Ahmad Faris dalam paparannya mengungkapkan bahwa kejadian di Tunisia dan Mesir bukan dipicu oleh satu kasus baru, tapi merupakan bayaran atas keterlambatan pemerintah negara-negara kawasan dalam merespon gejala-gejala perubahan sosial yang terjadi pada dua dasawarsa terakhir. Tuntutan utama rakyat adalah perubahan politik dan kebijakan ekonomi. Menurutnya, ada empat faktor yang dapat dilihat dalam membaca perubahan politik di Timur Tengah, yaitu faktor ekonomi, politik, sosial, dan psikologis. Secara ekonomi, negara di Timur Tengah terdiri dari negara kaya dengan pemerintahan yang otoriter, negara miskin dengan pemerintahan yang otoriter, negara mapan dan demokratis, dan negara kaya namun pemerintah belum kokoh. Dari sisi politik, di negara-negara Timur Tengah tidak ada lembaga yang menampung aspirasi rakyat dan hilangnya hak menyatakan pendapat. Sementara dari faktor sosial kita lihat wawasan rakyat yang sudah sangat terbuka seiring era informasi global seperti internet dan televisi kabel (contoh Stasiun al-Jazirah, CNN, dan sebagainya). Masyarakat saat ini tidak hanya menyerap informasi melalui televisi dan surat kabar milik pemerintah. Berita yang mereka dapatkan secara bebas itu akhirnya memunculkan kesadaran akan hak-hak mereka yang selama ini terabaikan. Untuk kasus Mesir, misalnya, Revolusi Melati di Tunisia telah mengilhami hal penting dan membuka cakrawala baru bahwa ternyata penguasa tidak sekuat yang dibayangkan mereka selama ini. Rakyat Mesir hanya melihat betapa mudahnya menggulingkan pemerintah yang telah berkuasa puluhan tahun. Mereka mengabaikan beberapa perbedaan realitas politik Tunisia dengan Mesir. Terakhir, secara psikologis, pada dasarnya rakyat bosan dengan status quo para pemimpin di Timur Tengah, di samping tidak ada celah bagi dialog, apatis terhadap perubahan, harapan telah tertutup, dan melihat jalan satu-satunya adalah kekerasan.

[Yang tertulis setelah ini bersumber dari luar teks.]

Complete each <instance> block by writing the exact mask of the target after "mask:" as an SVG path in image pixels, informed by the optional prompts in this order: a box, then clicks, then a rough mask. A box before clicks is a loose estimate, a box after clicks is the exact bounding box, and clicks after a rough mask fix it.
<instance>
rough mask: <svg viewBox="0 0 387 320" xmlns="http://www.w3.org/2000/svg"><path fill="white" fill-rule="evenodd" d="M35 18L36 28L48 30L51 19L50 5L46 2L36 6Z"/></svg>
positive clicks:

Hamdan Basyar menambahkan bahwa partai Hosni Mubarak, yaitu Partai Demokratik Nasional (NDP), adalah partai pemerintah yang pada pemilihan umum (pemilu) legislatif tahun 2005 sempat mengalami penurunan perolehan suara dibandingkan pemilu tahun 2000. Sementara, Ikhwanul Muslimin (IM), kelompok oposisi terbesar di Mesir, justru mengalami peningkatan perolehan suara pada pemilu 2005 tersebut, dari 17 suara pada pemilu sebelumnya menjadi 88 suara dari 420 total kursi parlemen Mesir atau sekitar 21 %. Namun, pada pemilu tahun 2010 yang merupakan pemilu legislatif ke-7 sejak Mubarak berkuasa, Ikhwanul Muslimin justru tidak memperoleh satu suara pun. Pemilu tersebut ditengarai mengandung banyak kecurangan. Tak pelak, IM kemudian memboikot pemilu putaran kedua yang diadakan Desember 2010. Demontrasi yang terjadi di Mesir merupakan demonstrasi yang tergalang dari jaringan internet. Menjawab tuntutan demonstrasi rakyat, Mubarak melakukan perubahan dalam sistem pemerintahan Mesir, yaitu dengan mengangkat Omar Soleiman, kepala Badan Intelijen Negara, sebagai wakil presiden untuk pertama kalinya selama 30 tahun Mubarak memerintah dan Ahmad Shafiq, mantan kepala staf udara, sebagai perdana menteri.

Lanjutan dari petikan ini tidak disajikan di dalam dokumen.